M. de Jouy eut toujours le pressentiment de sa renommée. Cet instinct, ou plutôt sa volonté forte et persévérante ne le trompera pas. Avant d’entrer en campagne, de commencer cette guerre de trente ans, sa prévoyance s’est ménagé de longue main les moyens de combattre et de vaincre ; ses approvisionnements sont nombreux, ses arsenaux bien garnis. Partout où l’a conduit se destinée orageuse, son génie a fait quelque précieuse conquête. Chaque soir, le butin de la journée venait enrichir les tablettes du voyageur. Un mot pittoresque, le nom du personnage, ont marqué d’un trait sûr le caractère à peindre, le sujet à mettre au théâtre. Peuples et individus, arts et littérature, religions, politique, morale ou industrie, toutes les choses qui intéressent la pensée humaine y sont passées en revue ; les abus, les travers et les ridicules s’y pressent en foule. Tout le monde pose à son tour, ses amis, ses chefs et lui-même. Il n’aura plus qu’à choisir ; ses souvenirs vont enflammer son imagination. Et si déjà, Messieurs, votre mémoire m’a devancé, si vous faites un rapprochement tout naturel entre les ouvrages de M. de Jouy et les événements où il a figuré comme, acteur ou comme témoin, n’aurai-je pas eu raison de dire que l’histoire de sa vie est celle de son talent ?

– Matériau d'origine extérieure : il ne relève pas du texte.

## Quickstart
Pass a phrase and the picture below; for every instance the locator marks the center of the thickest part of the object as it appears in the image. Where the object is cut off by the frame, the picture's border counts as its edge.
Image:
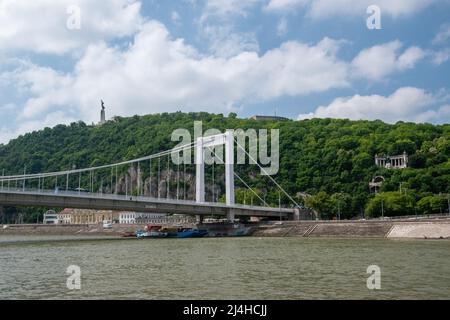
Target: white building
(392, 162)
(145, 218)
(139, 217)
(51, 217)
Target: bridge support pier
(199, 218)
(230, 215)
(296, 216)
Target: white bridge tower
(226, 139)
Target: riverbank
(412, 229)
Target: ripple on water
(223, 268)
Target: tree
(432, 205)
(390, 204)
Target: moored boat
(185, 232)
(151, 231)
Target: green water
(220, 268)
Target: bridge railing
(99, 195)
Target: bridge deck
(64, 199)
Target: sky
(294, 58)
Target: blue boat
(187, 233)
(152, 231)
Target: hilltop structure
(392, 162)
(102, 114)
(268, 118)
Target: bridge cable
(264, 170)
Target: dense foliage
(333, 160)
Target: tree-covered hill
(331, 159)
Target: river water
(34, 267)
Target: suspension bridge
(120, 187)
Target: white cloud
(328, 8)
(227, 8)
(379, 61)
(405, 104)
(225, 42)
(443, 34)
(282, 27)
(440, 57)
(284, 5)
(41, 25)
(175, 17)
(160, 74)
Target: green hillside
(333, 160)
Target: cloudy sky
(298, 58)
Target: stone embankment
(418, 229)
(414, 229)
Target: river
(34, 267)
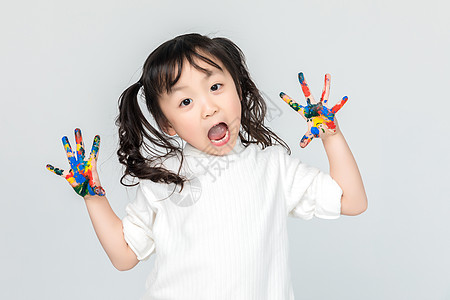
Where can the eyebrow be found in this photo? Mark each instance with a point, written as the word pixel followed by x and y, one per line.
pixel 207 75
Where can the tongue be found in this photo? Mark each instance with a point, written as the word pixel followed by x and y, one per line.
pixel 217 132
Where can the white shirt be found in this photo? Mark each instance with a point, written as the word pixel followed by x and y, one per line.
pixel 224 236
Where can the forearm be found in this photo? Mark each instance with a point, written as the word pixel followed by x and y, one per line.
pixel 344 170
pixel 109 230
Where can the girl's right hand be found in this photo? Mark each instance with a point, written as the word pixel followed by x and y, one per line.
pixel 82 176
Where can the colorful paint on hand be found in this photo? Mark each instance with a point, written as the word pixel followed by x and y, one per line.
pixel 319 117
pixel 81 176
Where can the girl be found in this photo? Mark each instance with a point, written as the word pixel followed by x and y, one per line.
pixel 214 210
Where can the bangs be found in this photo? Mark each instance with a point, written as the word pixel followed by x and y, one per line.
pixel 168 70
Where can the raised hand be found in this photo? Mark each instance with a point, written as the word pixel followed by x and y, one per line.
pixel 319 117
pixel 83 175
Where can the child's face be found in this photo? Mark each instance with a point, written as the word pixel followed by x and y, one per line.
pixel 198 102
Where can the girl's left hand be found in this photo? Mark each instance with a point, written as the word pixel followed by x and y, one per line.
pixel 319 117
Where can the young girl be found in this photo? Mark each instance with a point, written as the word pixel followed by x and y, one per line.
pixel 213 210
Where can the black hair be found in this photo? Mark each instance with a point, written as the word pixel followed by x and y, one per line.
pixel 161 71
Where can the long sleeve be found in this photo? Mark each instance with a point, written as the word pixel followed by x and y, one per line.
pixel 138 225
pixel 309 192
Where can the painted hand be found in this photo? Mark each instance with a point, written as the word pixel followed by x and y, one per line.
pixel 83 175
pixel 319 117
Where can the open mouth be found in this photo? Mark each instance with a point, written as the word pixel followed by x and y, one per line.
pixel 219 134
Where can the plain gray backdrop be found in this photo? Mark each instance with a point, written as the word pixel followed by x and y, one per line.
pixel 65 63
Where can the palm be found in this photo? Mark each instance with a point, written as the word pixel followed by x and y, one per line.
pixel 319 117
pixel 83 174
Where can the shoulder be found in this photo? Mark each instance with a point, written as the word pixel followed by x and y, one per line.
pixel 273 153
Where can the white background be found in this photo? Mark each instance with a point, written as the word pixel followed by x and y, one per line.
pixel 63 65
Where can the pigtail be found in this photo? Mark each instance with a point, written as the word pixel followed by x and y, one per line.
pixel 133 130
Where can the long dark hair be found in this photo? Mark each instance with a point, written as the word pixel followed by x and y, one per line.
pixel 159 75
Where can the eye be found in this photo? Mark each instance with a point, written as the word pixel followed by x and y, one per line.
pixel 185 102
pixel 215 87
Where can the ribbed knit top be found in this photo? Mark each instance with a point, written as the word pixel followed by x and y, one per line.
pixel 224 236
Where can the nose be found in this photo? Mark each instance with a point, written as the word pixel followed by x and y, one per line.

Son début dans la carrière académique est signalé par une invention originale. Ce sont douze jeux de cartes, à l’usage de la jeunesse, tableaux variés qui changent en plaisir l’étude pénible de la mythologie et de l’histoire. Les sixains s’enlèvent par centaines : l’œuvre devient classique.

Ses premiers pas sur les théâtres de Collé et de Sedaine ne sont pas moins heureux. La foule accourt aux consultations de l’An Sept, aux épreuves de Misanthropie et Repentir. Tout Paris veut voir le Tableau des Sabines, et le Vaudeville au Caire.

Une querelle opiniâtre divise les beaux esprits. Dans quel siècle sommes-nous ? L’année 1800 appartient-elle au XVIIIe siècle, ou bien est-ce le commencement du XIXe ? La voix de M. de Jouy impose silence aux clameurs des partis, et prouve à l’Europe savante que dix-huit n’est pas dix-neuf.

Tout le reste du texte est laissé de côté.